Era um país um pouco estranho. Na verdade, as vezes pareciam dois países, mas era um só. A estranheza era que ele se dividia em país balão e país chão. O lado balão do país flutuava por aí, borboleteava, ora estava em um lugar, ora em outro. E essa liberdade e leveza fazia parecer que era um país feliz.
O lado chão era mais grave, pesado, difícil de mover. As vezes as pessoas quase desanimavam por não verem avanços. Isso fazia parecer um país menos feliz.
No país balão, não importava muito a verdade. Ora se dizia uma coisa de um jeito, ora de outro, e tudo bem. Ciência? Ora a ciência! Que importa? Também não importava cuidado. Para quê? Assim não havia preocupação com determinado tipo de pessoas. Principalmente quem não era do padrão normal, aceito pelas pessoas dominantes. Especialmente em relação a determinação ou opção de sexo, a determinação de cor, a poder ou não se manter bem. Por isso, reclamação de saúde, de alimentação, de abrigo, bobagem. Quem é do “padrão” tem essas coisas resolvidas. Porém à custa do sacrifício de quem não é.
No país chão essas coisas importavam. Havia quem se preocupasse em estudar as situações, encontrar alternativas, propor ações. Por isso, havia a preocupação em descobrir as verdades por trás das situações que tornavam tão difícil de avançar esse país. Havia a preocupação que todas as pessoas fossem respeitadas e acolhidas. Simplesmente por serem pessoas, independentemente de sexo, cor, poder de consumo. Em toda a sua diversidade.

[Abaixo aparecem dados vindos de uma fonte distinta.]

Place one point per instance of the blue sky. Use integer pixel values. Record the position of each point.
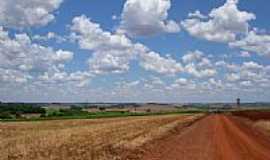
(134, 51)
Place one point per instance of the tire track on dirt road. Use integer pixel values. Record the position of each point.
(215, 137)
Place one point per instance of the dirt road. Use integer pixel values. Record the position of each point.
(216, 137)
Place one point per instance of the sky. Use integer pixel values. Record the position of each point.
(134, 51)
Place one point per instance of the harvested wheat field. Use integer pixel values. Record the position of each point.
(84, 139)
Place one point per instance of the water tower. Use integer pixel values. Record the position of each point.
(238, 102)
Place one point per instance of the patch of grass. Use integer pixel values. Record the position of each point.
(56, 115)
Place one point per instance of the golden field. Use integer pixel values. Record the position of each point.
(101, 139)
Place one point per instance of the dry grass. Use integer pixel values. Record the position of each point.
(82, 139)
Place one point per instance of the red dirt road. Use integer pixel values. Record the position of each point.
(216, 137)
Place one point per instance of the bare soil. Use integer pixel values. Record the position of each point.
(216, 137)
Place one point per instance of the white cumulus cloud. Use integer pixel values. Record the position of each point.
(145, 18)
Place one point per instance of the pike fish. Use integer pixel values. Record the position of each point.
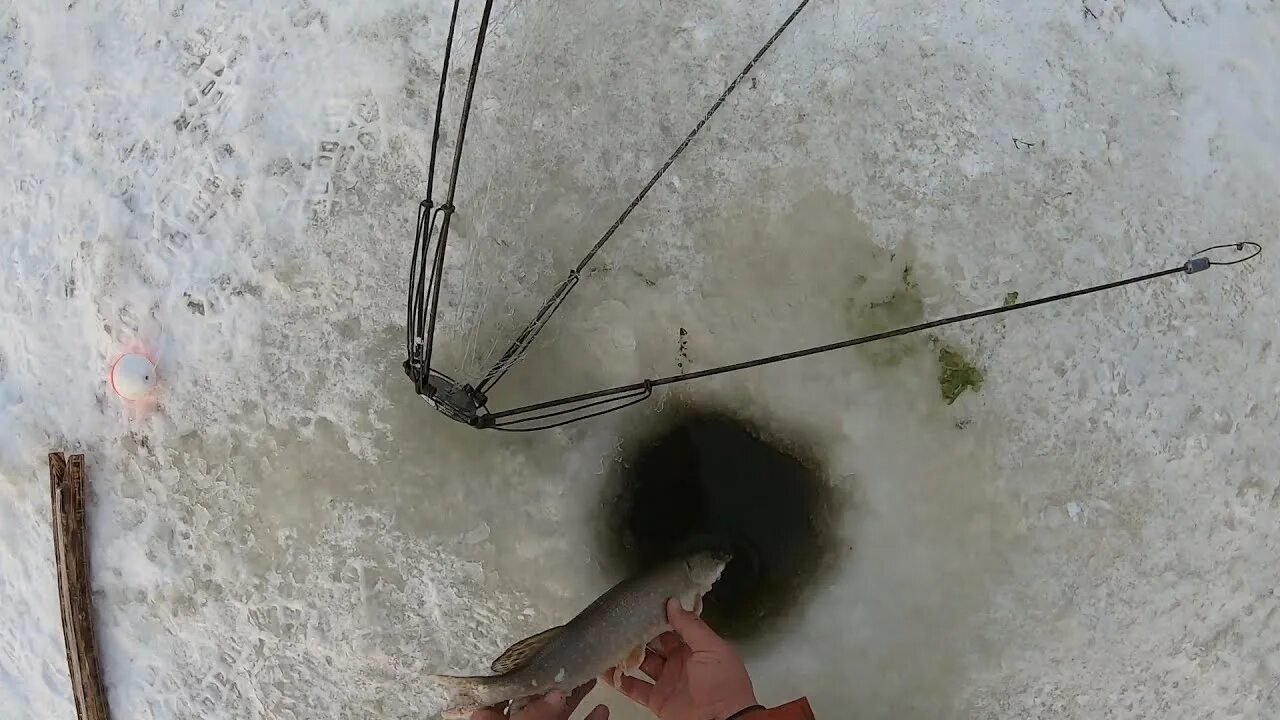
(611, 632)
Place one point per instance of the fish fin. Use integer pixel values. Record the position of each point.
(520, 654)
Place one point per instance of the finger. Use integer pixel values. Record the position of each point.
(690, 628)
(653, 664)
(631, 687)
(666, 645)
(579, 693)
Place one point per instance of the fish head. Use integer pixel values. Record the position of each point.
(705, 568)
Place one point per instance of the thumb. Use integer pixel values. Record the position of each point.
(690, 628)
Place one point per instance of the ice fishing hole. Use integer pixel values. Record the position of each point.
(708, 479)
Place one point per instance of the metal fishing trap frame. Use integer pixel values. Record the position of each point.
(470, 404)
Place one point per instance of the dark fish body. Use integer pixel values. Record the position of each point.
(621, 620)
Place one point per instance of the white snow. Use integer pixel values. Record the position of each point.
(286, 531)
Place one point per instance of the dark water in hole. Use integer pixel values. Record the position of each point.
(712, 481)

Era assim. Porém, a grande questão é que não eram dois países, mas um só. E a pergunta mais importante era como aproximar esses dois modos de ser país, para transformar em um só, que garantisse a felicidade e o desenvolvimento das pessoas e do próprio país. Embora alguns não quisessem e fizessem tudo para isso não acontecer, havia quem se preocupasse e trabalhasse para isso.
Parecia impossível. Mas aos poucos alguns sinais foram surgindo. Apareceu quem se preocupasse em colocar no orçamento os que tinha menos condições; em pegar um pouco dos que tinham demais e nem sabiam bem quanto tinham, para repartir com os outros. Mas isso ainda era desacreditado e não muito claro para todos.
Porém, em determinado tempo, foram aparecendo sinais mais claros de que, enfim, o lado chão ia se movendo e absorvendo, mesmo que lentamente, o lado balão do país. Foi, por exemplo, quando o aparato jurídico determinou que nas certidões de óbito de algumas pessoas, constasse “morte não natural, violenta, causada pelo Estado a desaparecido no contexto da perseguição sistemática à população identificada como dissidente política no regime ditatorial…”. Quando um juiz da mais alta corte, determinou que crime de ocultação de cadáver de perseguido político não pode ser anistiado, pois o não aparecimento do cadáver não cessa quando termina o regime de exceção. E ainda mais, e surpreendentemente, quando um militar da mais alta patente foi preso para garantir que ele interferisse nas investigações de crimes que, potencialmente, o alcançariam.
Então constata-se, como disse Galileu, “Porém, se move”. E assim terminamos o ano com um pouco mais de esperanças.